Пит поставил следующую порцию перед Барнсом, тот выпил не глядя.
— Еще один, Пит. Так не может у них ничего получиться. Это теоретически невозможно. Они окоченеют от холода, или поджарятся, или помрут с голодухи. Но только никуда они не доберутся.
— Может, и так.
— Все равно, это безумие. Давай скорее, Пит, и налей себе тоже. Вот Пит, он у нас человек мудрый. Он-то ни в какие звездные авантюры не пустится. Подумаешь, тоже Колумб! Да дурак он был, Колумб! Остолоп! Сидел бы себе дома и не рыпался!
— Вы неверно меня поняли, мистер Барнс, — покачал головой бармен. — Ведь если бы не такие люди, как Колумб, нас бы сегодня не было здесь, верно? Просто по характеру я не путешественник. Но в путешествия верю. И ничего не имею против «Пегаса».
— Но ведь ты не можешь же согласиться с тем, что они берут с собой еще и детей?
— Ну, как сказать… говорят, на «Мэйфлауэре» тоже были дети.
— Это — совсем другое дело.
Барнс посмотрел на Нолана, видимо ища поддержку, а затем — снова на бармена.

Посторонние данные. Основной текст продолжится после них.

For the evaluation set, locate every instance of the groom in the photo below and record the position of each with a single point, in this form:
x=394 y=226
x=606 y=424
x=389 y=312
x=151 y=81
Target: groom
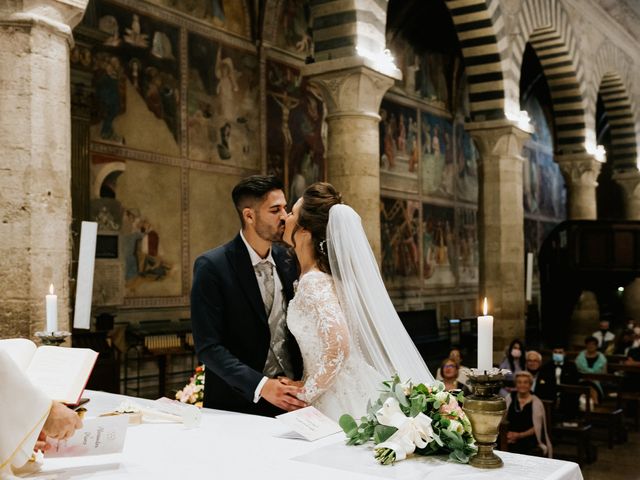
x=238 y=308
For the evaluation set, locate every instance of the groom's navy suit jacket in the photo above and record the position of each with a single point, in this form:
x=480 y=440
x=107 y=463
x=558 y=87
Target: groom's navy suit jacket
x=230 y=326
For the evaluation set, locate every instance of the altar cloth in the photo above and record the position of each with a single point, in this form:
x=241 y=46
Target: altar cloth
x=234 y=446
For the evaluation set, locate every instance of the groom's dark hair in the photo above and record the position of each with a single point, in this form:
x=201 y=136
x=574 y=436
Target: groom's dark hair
x=253 y=189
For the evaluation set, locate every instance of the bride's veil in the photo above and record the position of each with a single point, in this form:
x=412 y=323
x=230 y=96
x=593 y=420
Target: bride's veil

— Если бы господь предназначал человека для полетов к звездам, он создал бы нас с ракетными двигателями. Налей мне еще, Пит.
— Вам, наверное, хватит пока, мистер Барнс.

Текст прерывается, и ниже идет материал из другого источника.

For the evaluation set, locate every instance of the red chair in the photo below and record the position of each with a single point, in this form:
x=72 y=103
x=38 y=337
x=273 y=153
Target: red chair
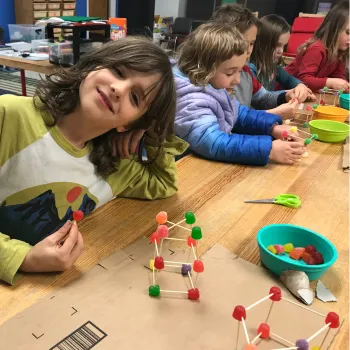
x=302 y=30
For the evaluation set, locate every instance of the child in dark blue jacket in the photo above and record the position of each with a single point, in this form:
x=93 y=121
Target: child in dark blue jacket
x=212 y=121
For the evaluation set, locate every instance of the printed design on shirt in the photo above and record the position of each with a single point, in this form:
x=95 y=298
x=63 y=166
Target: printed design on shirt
x=42 y=210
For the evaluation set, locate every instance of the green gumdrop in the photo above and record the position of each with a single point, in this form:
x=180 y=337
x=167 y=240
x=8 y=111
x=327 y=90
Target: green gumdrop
x=196 y=233
x=154 y=291
x=190 y=218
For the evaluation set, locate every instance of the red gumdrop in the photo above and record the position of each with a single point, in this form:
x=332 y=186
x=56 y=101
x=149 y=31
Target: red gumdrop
x=284 y=134
x=73 y=194
x=333 y=319
x=264 y=329
x=163 y=231
x=159 y=263
x=190 y=241
x=193 y=294
x=239 y=313
x=277 y=294
x=310 y=249
x=198 y=266
x=318 y=257
x=78 y=215
x=154 y=237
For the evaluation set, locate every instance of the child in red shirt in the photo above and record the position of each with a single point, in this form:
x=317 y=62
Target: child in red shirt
x=321 y=60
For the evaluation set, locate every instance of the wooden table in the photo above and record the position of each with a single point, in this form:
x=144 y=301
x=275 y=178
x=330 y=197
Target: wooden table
x=215 y=192
x=44 y=67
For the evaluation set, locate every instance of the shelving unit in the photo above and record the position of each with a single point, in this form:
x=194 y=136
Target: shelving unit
x=29 y=11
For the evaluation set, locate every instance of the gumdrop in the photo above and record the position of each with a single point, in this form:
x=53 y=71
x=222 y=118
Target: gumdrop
x=151 y=265
x=279 y=249
x=185 y=269
x=296 y=253
x=284 y=134
x=192 y=241
x=190 y=218
x=251 y=347
x=277 y=294
x=306 y=257
x=318 y=257
x=264 y=329
x=154 y=237
x=311 y=249
x=154 y=291
x=159 y=263
x=198 y=266
x=196 y=233
x=333 y=319
x=239 y=312
x=302 y=344
x=272 y=249
x=78 y=215
x=162 y=217
x=163 y=231
x=193 y=294
x=288 y=247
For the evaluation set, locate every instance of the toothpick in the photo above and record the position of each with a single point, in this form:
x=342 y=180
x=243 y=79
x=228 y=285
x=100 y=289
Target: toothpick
x=194 y=253
x=315 y=312
x=173 y=291
x=256 y=338
x=258 y=302
x=278 y=337
x=318 y=332
x=245 y=330
x=269 y=313
x=238 y=324
x=189 y=276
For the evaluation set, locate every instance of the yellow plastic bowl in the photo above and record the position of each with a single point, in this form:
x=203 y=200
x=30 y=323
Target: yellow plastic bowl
x=330 y=113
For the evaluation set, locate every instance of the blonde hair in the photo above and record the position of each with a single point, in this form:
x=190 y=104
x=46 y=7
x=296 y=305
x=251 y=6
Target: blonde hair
x=206 y=48
x=329 y=31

Возбужденный толстяк хотел вроде поспорить с таким мнением, но передумал.
— А теперь я пойду в Небесный зал и найду какую-нибудь, которая согласится со мной танцевать, — объявил он. — Сп’ночи.
Заметно раскачиваясь, он двинулся к лифту.
Нолан молча наблюдал за его уходом.
— Бедный старина Барнс, — сказал он, когда за толстяком закрылась дверь, а затем пожал плечами, — Наверное, мы с тобой, Пит, просто совершенно черствые люди.
— Мой старик, помнится, считал необходимым ввести закон против летательных аппаратов, чтобы всякие дураки не ломали себе шеи, и потому что людям не дано летать. Он был не прав. Людям всегда хочется попробовать что-нибудь новое, отсюда и прогресс.
— Вот уж не думал, что вы помните время, когда люди еще не летали, — сказал Нолан.
— О, что вы, я уже в годах. Да уже здесь лет десять прожил, не меньше.
— А по свежему воздуху не скучаете?
— Нет. Когда я подавал напитки на Сорок второй улице, свежего воздуха там не было и в помине, так что не по чему скучать. А здесь мне нравится. И всегда есть что-то новое. Сначала атомные лаборатории, сейчас вот «Пегас». Но это — не главная причина. Мне здесь нравится. Здесь мой дом. Вот посмотри.
Он взял с полки коньячный ингалятор, большой, хрупкий хрустальный шар, закрутил его и подкинул прямо вверх, к потолку. Он поднимался медленно, грациозно, затем надолго завис в верхней точке, словно не желая возвращаться, и начал опускаться медленно, словно парашютист в замедленном кадре на экране. Пит смотрел, как ингалятор проплыл мимо его носа, а затем легко взял его двумя пальцами и вернул на полку.
— Видел? — спросил он. — Вот оно — тяготение одна шестая g. На Земле у меня все время опухали ноги, когда я стоял за стойкой, а здесь я вешу всего тридцать пять фунтов. Нет, мне нравится здесь, на Луне.